If you walk into a bar and think that an attractive woman smiling at you wants to have sex with you, are you gauging her right or is it all in your head?
According to previous research, men have a tendency to misjudge a woman's sexual intent, often based on individual or situational factors such as alcohol intoxication.
But the new study goes further, suggesting that a man's attachment style - a personality trait reflecting his romantic relationship tendencies - may actually influence his perceptions of whether a woman is interested in him sexually.
The findings showed that men on the higher end of the attachment anxiety spectrum were most likely to imagine a woman being sexually interested in them.
"This is due in part to the men's strong desire for intimacy," said Joshua Hart, associate professor of psychology from Union College in New York.

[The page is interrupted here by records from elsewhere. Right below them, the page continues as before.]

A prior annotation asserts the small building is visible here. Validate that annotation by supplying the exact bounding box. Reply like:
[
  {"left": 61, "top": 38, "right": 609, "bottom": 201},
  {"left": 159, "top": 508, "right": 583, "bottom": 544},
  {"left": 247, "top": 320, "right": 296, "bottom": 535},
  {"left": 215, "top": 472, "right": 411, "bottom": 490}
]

To reach this conclusion, the researchers asked nearly 500 men to imagine a scenario in which an attractive woman at a night-club catches their eye.
Participants were asked to gauge the level of interest they believed the woman in the scenario was showing, ranging from "not at all interested" to "extremely interested."
The men were also asked to assess the extent to which they exhibited either of two tendencies - toward attachment anxiety and toward attachment avoidance.
Those higher in attachment anxiety have a need for love and reassurance and a fear of rejection.
People higher in attachment avoidance typically are reluctant to trust and rely on others, and fear intimacy.
Further, men higher in attachment anxiety project their own flirtatiousness and sexual interest onto the woman, based on their hopes that she will reciprocate.
"If you view yourself as being flirtatious, that biases you to seeing others as behaving similarly," Hart added in a paper published in the journal Personality and Individual Differences.
Conversely, men higher in attachment avoidance felt the opposite.
"Their lower interest in intimacy led them to be less interested in the fictional woman, thus seeing themselves as being less flirty, and in turn, imagining the woman as less sexually interested in them," Hart said.
The study's results are an example of how wishful thinking pervades human social interactions. "We see in reality what we wish to see, not necessarily what's there," Hart said.